Muscle Strength Definitions Matter: Prevalence of Sarcopenia and Predictive Validity for Adverse Outcomes Using the European Working Group on Sarcopenia in Older People 2 (EWGSOP2) Criteria

2020 
BACKGROUND EWGSOP2 criteria for sarcopenia recommends the use of either handgrip strength (GS) or 5-times repeated chair stand test (RCS) as a muscle strength measure. We aim to compare the impact of different muscle strength definitions on sarcopenia prevalence and predictive validity for 2-year outcomes, using the EWGSOP2 clinical algorithm. METHODS We studied 200 community-dwelling older adults, comparing sarcopenia prevalence using three muscle strength definitions: 1) maximum GS (Asian Working Group cutoffs); 2) RCS-1 (standard cutoff >15s); and 3) RCS-2 (ROC-derived cutoff >12.5s). Two-year outcomes include: 1) Incident frailty (modified Fried criteria); 2) Physical performance [Short Physical Performance Battery (SPPB) score <10]; and 3) Quality of life [EuroQol-5 dimension (EQ-5D) <25th percentile]. We performed logistic regression on 2-year outcomes adjusted for age, gender, cognition and mood. RESULTS Prevalence of confirmed sarcopenia was 14.5%, 4% and 9% for GS, RCS-1 and RCS-2 respectively. For 2-year outcomes (N=183), RCS-2 predicted incident frailty (OR: 5.7, 95% CI 1.4-22.8, p=0.013), low SPPB (OR: 4.4, 95% CI 1.4-13.1, p=0.009), and trended towards predicting low QOL (OR: 2.1, 95% CI 0.9-4.9, p=0.095).

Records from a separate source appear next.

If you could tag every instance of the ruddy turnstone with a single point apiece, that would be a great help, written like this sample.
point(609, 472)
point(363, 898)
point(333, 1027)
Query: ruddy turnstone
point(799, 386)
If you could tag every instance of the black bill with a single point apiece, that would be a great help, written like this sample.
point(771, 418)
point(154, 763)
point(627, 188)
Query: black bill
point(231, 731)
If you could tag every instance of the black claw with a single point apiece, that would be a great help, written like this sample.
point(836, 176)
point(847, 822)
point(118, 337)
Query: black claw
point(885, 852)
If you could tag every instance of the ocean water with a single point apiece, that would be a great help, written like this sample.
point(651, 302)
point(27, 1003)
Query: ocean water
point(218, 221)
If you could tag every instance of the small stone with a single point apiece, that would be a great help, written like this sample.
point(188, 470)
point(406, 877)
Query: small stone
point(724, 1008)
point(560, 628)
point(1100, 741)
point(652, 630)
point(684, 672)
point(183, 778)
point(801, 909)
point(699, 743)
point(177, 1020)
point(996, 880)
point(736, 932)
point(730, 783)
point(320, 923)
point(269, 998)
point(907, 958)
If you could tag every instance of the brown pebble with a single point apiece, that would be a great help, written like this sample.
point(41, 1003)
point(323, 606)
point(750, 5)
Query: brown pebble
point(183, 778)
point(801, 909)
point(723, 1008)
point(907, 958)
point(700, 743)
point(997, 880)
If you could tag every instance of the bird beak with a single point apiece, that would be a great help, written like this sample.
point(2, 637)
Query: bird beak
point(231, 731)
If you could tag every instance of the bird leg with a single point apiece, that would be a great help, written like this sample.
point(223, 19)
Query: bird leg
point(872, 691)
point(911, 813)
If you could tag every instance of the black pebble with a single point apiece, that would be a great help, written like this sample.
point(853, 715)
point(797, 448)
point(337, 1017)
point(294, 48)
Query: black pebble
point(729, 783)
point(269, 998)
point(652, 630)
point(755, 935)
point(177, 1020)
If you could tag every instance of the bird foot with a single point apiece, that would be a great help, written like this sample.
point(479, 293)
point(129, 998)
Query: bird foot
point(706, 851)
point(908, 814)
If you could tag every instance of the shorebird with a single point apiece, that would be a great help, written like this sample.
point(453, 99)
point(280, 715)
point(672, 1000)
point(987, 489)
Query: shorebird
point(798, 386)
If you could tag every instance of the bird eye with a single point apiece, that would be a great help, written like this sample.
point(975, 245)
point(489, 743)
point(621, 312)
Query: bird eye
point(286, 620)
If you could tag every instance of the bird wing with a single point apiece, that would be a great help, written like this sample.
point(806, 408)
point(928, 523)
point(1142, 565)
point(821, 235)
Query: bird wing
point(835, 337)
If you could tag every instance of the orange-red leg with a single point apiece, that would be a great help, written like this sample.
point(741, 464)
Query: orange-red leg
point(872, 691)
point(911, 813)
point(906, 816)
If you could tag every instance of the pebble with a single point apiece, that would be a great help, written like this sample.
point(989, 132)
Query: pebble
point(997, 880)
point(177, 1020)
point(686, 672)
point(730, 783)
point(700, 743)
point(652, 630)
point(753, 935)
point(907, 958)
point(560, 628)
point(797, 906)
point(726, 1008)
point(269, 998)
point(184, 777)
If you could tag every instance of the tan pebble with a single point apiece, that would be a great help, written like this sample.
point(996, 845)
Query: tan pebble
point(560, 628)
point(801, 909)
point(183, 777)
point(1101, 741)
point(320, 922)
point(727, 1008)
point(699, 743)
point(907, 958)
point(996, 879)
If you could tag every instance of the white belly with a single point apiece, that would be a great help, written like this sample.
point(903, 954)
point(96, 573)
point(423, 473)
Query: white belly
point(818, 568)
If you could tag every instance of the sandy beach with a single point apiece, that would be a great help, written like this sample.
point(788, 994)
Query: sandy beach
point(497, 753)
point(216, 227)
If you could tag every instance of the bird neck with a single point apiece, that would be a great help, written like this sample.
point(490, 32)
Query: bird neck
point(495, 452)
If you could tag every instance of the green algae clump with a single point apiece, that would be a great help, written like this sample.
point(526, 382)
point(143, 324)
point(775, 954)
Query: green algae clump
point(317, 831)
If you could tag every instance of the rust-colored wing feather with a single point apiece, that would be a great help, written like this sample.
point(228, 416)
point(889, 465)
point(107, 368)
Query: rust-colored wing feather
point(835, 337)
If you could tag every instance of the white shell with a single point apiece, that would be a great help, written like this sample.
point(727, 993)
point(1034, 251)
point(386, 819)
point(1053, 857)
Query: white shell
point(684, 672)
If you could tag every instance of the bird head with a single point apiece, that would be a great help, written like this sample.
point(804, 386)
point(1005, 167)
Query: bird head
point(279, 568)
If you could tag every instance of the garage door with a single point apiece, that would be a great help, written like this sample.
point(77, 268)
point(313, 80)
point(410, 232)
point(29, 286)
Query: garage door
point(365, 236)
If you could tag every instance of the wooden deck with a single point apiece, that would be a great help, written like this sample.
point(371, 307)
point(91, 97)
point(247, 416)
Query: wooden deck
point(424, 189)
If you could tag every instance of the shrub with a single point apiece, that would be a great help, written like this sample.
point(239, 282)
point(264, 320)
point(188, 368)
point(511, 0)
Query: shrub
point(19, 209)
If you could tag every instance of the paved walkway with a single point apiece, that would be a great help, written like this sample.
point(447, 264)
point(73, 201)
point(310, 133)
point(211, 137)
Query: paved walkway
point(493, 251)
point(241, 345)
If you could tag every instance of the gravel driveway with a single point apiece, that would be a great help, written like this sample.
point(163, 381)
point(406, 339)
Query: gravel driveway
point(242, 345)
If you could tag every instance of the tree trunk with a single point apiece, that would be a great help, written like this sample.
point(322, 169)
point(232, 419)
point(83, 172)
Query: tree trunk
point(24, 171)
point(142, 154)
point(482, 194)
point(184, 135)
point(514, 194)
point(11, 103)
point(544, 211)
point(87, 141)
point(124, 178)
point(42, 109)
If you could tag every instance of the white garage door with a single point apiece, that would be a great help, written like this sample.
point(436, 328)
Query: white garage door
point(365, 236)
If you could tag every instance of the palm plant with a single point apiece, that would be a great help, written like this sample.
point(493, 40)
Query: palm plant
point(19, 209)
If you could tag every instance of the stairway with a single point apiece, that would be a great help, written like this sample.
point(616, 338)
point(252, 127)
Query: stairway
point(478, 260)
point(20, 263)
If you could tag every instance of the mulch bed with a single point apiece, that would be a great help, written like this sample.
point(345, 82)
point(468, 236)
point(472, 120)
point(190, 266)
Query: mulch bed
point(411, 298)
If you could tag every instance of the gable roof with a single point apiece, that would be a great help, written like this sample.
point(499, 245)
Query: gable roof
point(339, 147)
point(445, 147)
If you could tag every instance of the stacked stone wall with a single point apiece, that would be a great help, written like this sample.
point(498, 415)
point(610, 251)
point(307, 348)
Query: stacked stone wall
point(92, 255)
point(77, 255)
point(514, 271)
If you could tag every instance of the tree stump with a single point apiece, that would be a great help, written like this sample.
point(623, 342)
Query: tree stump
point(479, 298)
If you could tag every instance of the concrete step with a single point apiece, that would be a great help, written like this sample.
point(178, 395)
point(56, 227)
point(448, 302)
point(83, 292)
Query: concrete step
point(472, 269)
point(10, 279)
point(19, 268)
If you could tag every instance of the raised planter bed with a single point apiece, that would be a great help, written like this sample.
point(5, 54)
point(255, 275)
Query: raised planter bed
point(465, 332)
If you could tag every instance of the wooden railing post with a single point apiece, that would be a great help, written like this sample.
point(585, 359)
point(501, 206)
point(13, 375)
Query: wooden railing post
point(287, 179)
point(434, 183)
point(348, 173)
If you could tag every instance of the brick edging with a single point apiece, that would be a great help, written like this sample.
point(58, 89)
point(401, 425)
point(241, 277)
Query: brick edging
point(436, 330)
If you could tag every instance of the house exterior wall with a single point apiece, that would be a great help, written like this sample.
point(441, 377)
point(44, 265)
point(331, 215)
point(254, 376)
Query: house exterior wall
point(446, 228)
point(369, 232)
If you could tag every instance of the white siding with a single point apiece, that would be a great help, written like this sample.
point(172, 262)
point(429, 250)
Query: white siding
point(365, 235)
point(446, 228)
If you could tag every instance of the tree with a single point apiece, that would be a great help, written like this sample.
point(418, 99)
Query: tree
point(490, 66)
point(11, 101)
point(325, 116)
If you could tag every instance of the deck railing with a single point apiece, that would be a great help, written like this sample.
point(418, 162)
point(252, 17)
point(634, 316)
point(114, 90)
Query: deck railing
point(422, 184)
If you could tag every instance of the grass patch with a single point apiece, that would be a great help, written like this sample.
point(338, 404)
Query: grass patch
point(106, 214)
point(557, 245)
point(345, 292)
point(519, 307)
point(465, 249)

In contrast, GS and RCS-1 did not predict frailty nor low QOL, but predicted low SPPB only (GS: OR 3.8, 95% CI 1.3-10.6, p=0.01; RCS-1: OR: 8.8, 95% CI 2.2-35.0, p=0.002). CONCLUSIONS Sarcopenia prevalence varies with muscle strength definitions, with GS being significantly higher vis-a-vis RCS definitions. Our results also support the use of population-specific over standard cutoffs for RCS to obtain intermediate estimates of sarcopenia prevalence and the best predictive validity for two-year outcomes.